Simplifying D365 Analytics with Export to Data Lake
Existing solutions to get data out of Dynamics 365 (D365) for analytics or business intelligence involve third-party tools or the data export service connected to a potentially costly Azure SQL database. You’re then encouraged to carefully select the exported data to minimise storage and compute costs. You may then move the data again to a data warehouse, where you perform transformations to make it usable and consumable for self-service BI. None of that empowers deeper analytics and machine learning using tools like Databricks for example.
The alternative, data engineering approach, would be to set up a custom data pipeline to pull data from the common data service (CDS) into an Azure Data Lake; a cost-effective, scalable storage platform designed for analytics performance, using an orchestration tool like Azure Data Factory. This requires data engineering skills to set up and maintain while only attracting a (minimal) cost for the data factory and data lake, in comparison to an Azure SQL database.
With Dynamics 365 sitting on top of Microsoft’s Common Data Service (CDS), data is stored and organised in a secure and standardised format, the Common Data Model (CDM). The CDS goes beyond D365 and underpins the entire Power Platform providing a predictable model of data across many systems and tools.
A feature just hitting GA this week simplifies your access to CDS data, mirroring Microsoft’s vision for the modern data platform by bringing the data out to an Azure Data Lake, as a central store for raw data. This is the key to getting the data where you need it for data warehousing, machine learning, reporting and any other integration purposes.
The Export to Data Lake service is a pipeline to export CDS data to Azure Data Lake Gen 2, continuously after an initial load and in regular snapshots. This works for both standard and custom entities and replicates all operations (create, update and delete).
The Export to Data Lake service is enabled through the Power Platform admin portal. It requires minimal configuration with just the connection to an existing data lake and selection of required entities, making it very simple to set up.
Some caveats exist that need to be in place beforehand:
- The CDS and Azure Data Lake must be in the same region.
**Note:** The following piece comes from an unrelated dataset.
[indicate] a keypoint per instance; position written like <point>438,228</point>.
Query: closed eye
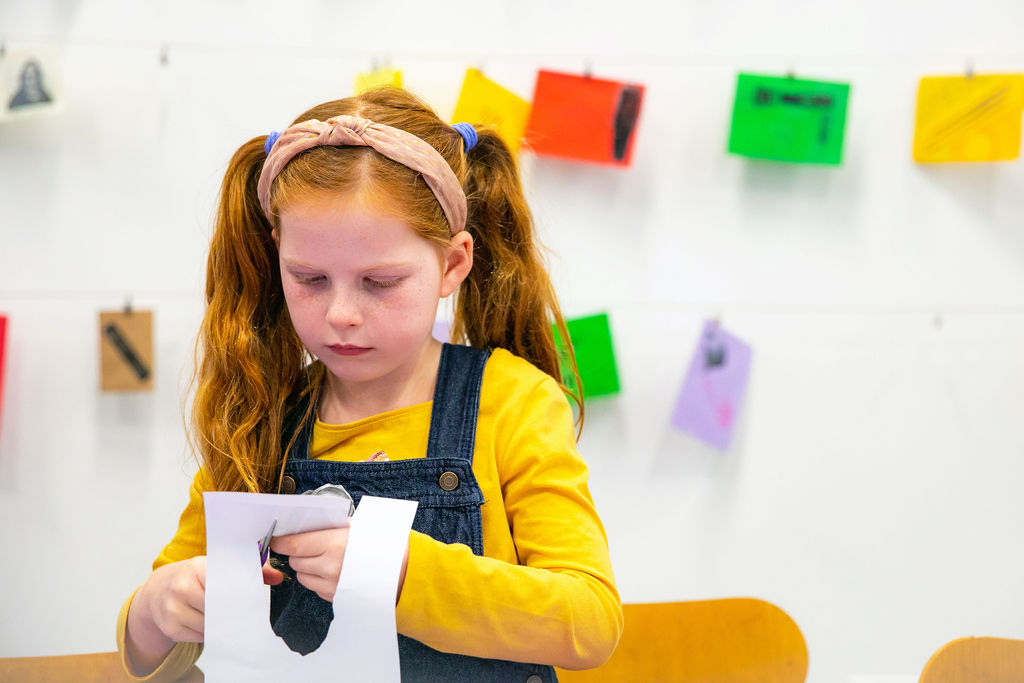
<point>308,280</point>
<point>383,284</point>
- The user setting up the service must have Owner rights on the data lake resource, to allow delegation of permissions.
- Any entities you want to use with the service must have change tracking enabled.
You can view the sync status and record count of each entity within the Power Platform portal. Depending on the size of your environment, it may take time to complete the initial sync.
If you connect to your data lake using Azure Storage Explorer you can see the hierarchy set up for the CDS entities. Data is partitioned by year and a snapshot subfolder containing daily snapshots of that entity (if changes take place).
Within the main folder there’s also a JSON model file with all data model information and current sync status across each entity. This provides valuable metadata for data egress and is a good source for monitoring.